This post was created with Hellmann’s® and JONES Voice
It’s never too early to talk to your kids about healthy eating, cooking, and where our food comes from. In learning about food, and where produce and products come from, Hellmann’s has done an amazing job this summer in involving three Canadian kids and their parents by inviting them to visit a canola farm in Saskatchewan, Canada to learn about how mayonnaise is made. Even families at home got to take part by watching a live stream of the visit on their Facebook page in an effort to educate more families about how Canadian farms are producing not only our fruits and vegetables and meat and dairy, but also canola oil that mayonnaise is made from.
In an effort to show my girls how grass and other greens grow, we made sprout head person! This is a simple fun activity you can do at home with your kids. I can’t wait to see its ‘hair’ grow in (see below)!
You will need:
- grass seed
- sphagnum moss
- panty hose or knee highs (can be new or used)
- pipe cleaners
- googly eyes
- paper to create “clothing”
- small elastic
Create a sprout head person:
1. Cut out the feet of an old pair of panty host or use a knee high
2. Fill your stocking with grass seed and sphagnum moss. Tie it into about a tennis ball size shape to make the ‘head’.
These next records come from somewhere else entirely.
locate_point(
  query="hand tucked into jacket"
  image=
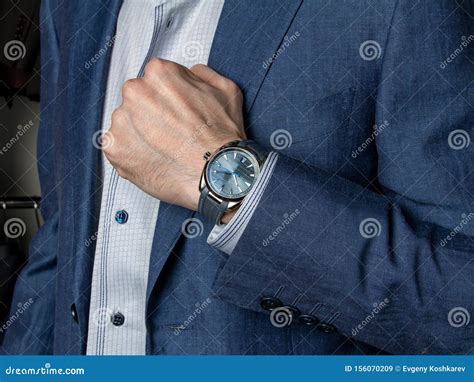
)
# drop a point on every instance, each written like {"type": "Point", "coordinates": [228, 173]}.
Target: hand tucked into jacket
{"type": "Point", "coordinates": [167, 121]}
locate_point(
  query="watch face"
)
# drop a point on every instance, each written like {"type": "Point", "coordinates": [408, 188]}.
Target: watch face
{"type": "Point", "coordinates": [232, 173]}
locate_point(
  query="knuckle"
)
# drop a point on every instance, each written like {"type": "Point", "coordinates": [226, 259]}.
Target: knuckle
{"type": "Point", "coordinates": [131, 88]}
{"type": "Point", "coordinates": [118, 117]}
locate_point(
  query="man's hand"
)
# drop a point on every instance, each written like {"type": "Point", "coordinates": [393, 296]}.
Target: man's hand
{"type": "Point", "coordinates": [167, 121]}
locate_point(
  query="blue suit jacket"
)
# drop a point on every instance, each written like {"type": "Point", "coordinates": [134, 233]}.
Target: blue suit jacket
{"type": "Point", "coordinates": [352, 64]}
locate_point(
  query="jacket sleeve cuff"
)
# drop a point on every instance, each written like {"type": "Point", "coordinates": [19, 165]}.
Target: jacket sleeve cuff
{"type": "Point", "coordinates": [226, 236]}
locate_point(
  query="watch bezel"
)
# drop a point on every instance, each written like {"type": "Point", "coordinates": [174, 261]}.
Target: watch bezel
{"type": "Point", "coordinates": [205, 182]}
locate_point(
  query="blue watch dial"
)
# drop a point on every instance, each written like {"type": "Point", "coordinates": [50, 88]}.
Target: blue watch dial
{"type": "Point", "coordinates": [232, 173]}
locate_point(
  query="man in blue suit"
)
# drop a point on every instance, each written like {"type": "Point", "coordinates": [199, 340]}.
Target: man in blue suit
{"type": "Point", "coordinates": [306, 188]}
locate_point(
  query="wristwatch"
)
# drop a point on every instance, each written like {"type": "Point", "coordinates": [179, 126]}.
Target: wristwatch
{"type": "Point", "coordinates": [228, 176]}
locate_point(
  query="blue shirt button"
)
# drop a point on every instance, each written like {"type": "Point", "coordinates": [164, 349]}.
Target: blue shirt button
{"type": "Point", "coordinates": [121, 216]}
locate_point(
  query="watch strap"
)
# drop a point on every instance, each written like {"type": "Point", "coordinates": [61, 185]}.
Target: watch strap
{"type": "Point", "coordinates": [210, 207]}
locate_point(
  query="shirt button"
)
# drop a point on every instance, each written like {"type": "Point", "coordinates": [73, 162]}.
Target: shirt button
{"type": "Point", "coordinates": [118, 319]}
{"type": "Point", "coordinates": [121, 216]}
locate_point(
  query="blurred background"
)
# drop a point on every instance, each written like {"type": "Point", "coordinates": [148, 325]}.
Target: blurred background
{"type": "Point", "coordinates": [19, 122]}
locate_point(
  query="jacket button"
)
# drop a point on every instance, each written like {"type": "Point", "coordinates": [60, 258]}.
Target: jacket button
{"type": "Point", "coordinates": [74, 313]}
{"type": "Point", "coordinates": [118, 319]}
{"type": "Point", "coordinates": [326, 328]}
{"type": "Point", "coordinates": [308, 319]}
{"type": "Point", "coordinates": [295, 312]}
{"type": "Point", "coordinates": [270, 303]}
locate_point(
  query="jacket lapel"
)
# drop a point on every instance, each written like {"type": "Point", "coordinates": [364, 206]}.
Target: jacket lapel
{"type": "Point", "coordinates": [248, 34]}
{"type": "Point", "coordinates": [93, 39]}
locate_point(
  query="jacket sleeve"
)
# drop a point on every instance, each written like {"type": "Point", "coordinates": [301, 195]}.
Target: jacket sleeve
{"type": "Point", "coordinates": [31, 329]}
{"type": "Point", "coordinates": [389, 263]}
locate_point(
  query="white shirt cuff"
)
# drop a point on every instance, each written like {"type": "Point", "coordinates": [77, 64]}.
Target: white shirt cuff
{"type": "Point", "coordinates": [226, 236]}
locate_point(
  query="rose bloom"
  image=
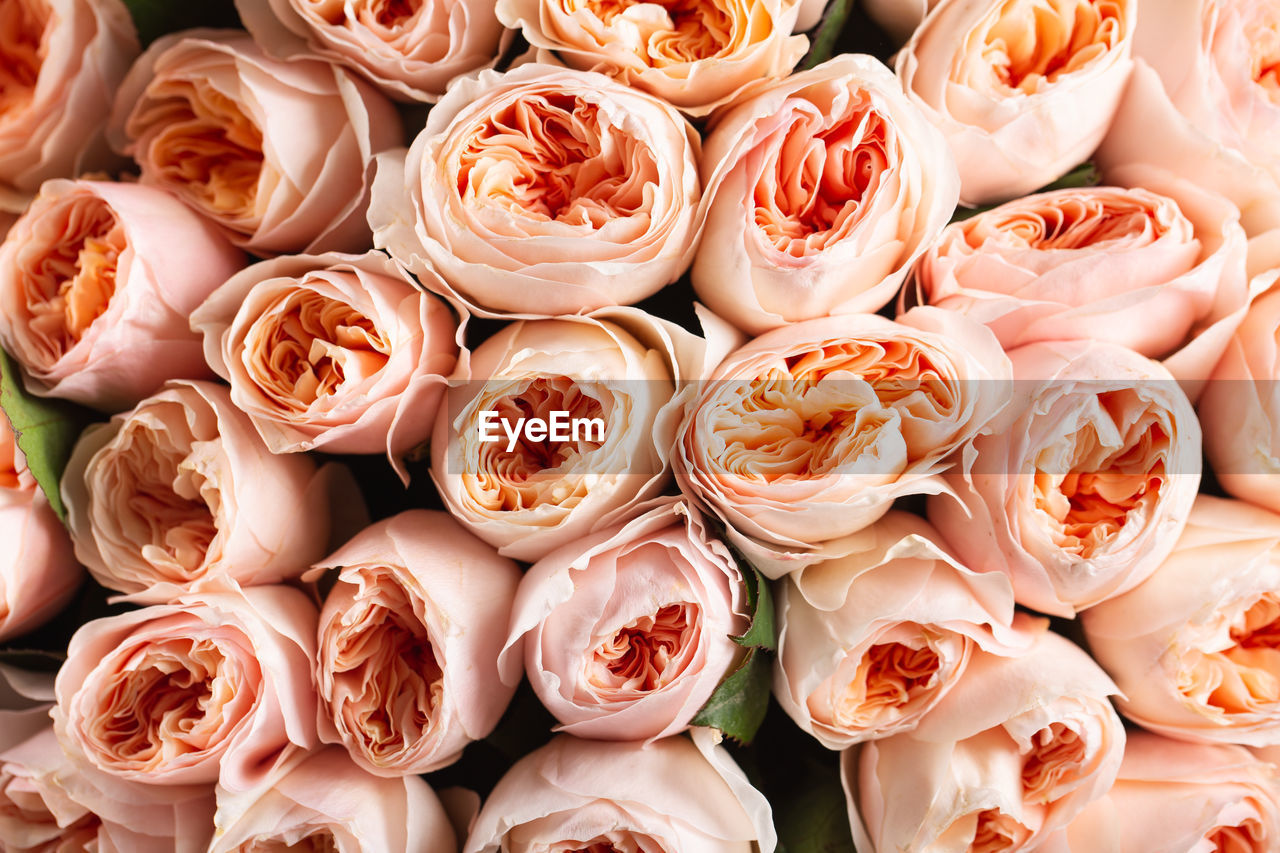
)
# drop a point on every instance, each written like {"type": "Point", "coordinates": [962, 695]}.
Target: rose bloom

3. Pinch the front of the head to make a nose, hold it in place with a small elastic
4. Make a face using googly eyes, draw a mouth, use pipe cleaner to make eyebrows and mustache etc.
5. Glue some paper on the plastic cup and make an outfit for your sprout head
6. Fill your cup with water and place the head on top so that the stocking tail is dangling in the water
7. Place your sprout person on a windowsill to get lots of sun. Water him/her with a spray bottle every day and watch them grow!
Teaching children about where their food comes from instills smart eating habits from a young age. Try the sprout head craft with your little one while discussing the growth of foods you eat together as a family.